OTI Lumionics has developed a sophisticated platform that combines simulations, machine learning, and experimental design to accelerate the pace of inventing new materials. The company is backed by LG Technology Ventures, Samsung Ventures, and UDC Ventures. Its approach integrates state-of-the-art quantum chemistry simulations on high-performance computers and GPUs with advanced machine learning algorithms. By leveraging data collected in laboratory and production settings, OTI helps design materials capable of meeting rigorous standards for mass production.
At the core of OTI Lumionics’ platform are quantum chemistry simulations used to estimate optoelectronic properties of OLED materials, such as optical gaps and emission spectra. These simulations involve solving the Schrodinger equation for molecular electrons, requiring extensive computational resources to calculate electron integrals, invert matrices, and optimize coefficients. The results from these simulations help estimate material properties before synthesis, significantly reducing costs.

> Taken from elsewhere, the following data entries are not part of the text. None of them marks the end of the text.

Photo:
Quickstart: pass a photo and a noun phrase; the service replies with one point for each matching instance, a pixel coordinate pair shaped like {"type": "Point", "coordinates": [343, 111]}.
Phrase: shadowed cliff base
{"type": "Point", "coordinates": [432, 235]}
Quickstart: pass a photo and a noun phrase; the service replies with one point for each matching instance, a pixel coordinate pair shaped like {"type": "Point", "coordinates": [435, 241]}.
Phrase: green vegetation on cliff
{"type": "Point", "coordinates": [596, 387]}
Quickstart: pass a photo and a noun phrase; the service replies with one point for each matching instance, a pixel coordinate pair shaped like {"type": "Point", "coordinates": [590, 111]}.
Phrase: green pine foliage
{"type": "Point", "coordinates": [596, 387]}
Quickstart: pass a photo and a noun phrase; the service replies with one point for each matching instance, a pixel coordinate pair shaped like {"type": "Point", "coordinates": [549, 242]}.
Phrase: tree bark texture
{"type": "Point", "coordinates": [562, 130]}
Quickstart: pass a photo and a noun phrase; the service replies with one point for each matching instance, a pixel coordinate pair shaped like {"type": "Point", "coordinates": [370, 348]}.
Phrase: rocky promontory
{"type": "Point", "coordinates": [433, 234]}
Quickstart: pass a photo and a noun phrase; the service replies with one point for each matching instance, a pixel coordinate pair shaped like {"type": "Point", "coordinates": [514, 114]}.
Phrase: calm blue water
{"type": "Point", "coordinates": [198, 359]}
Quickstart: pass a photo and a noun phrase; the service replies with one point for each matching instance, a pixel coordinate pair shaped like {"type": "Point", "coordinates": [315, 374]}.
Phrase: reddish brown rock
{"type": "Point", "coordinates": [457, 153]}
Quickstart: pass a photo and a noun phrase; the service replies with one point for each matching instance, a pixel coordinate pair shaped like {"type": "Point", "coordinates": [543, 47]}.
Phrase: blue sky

The platform employs advanced machine learning techniques, such as deep neural networks, to map molecular information into an abstract vector space. This approach allows OTI Lumionics to identify the best candidates for materials, optimizing experiments to maximize the success of discovering viable materials.
Unlike traditional material discovery operations that often overlook scale-up and device performance, OTI Lumionics’ platform starts by simulating candidate materials for ease of synthesis and scalability. Thermal property and chemical engineering calculations are prioritized, ensuring that materials not only perform well in the lab but also succeed in manufacturing and are cost-effective to scale.
Recently, OTI Lumionics announced a new project in partnership with Nord Quantique. This collaboration aims to explore novel quantum theories to discover new materials for OLED displays, with the potential to shorten development times and reduce overall costs. The partnership will focus on electronic structure calculations, vibronic spectra, and ab initio molecular dynamics (AIMD) using quantum simulations.
Scott Genin, Vice President of Materials Discovery at OTI Lumionics, highlighted the limitations of existing quantum computing architectures, such as photonic, ion-trap, and neutral atom quantum computers, for running electronic structure or vibronic spectra calculations. Nord Quantique’s unique architecture and approach to quantum error correction are considered suitable for these applications, offering fast computational speeds and low energy consumption. This collaboration aims to identify improved efficiencies for developing advanced materials applicable in multiple industries, including semiconductors, pharmaceuticals, and specialty chemicals.
NGen, an innovation cluster supporting quantum technologies commercialization, has awarded the partnership $1.5 million. The funding will be utilized to expand teams, acquire equipment, and conduct necessary testing.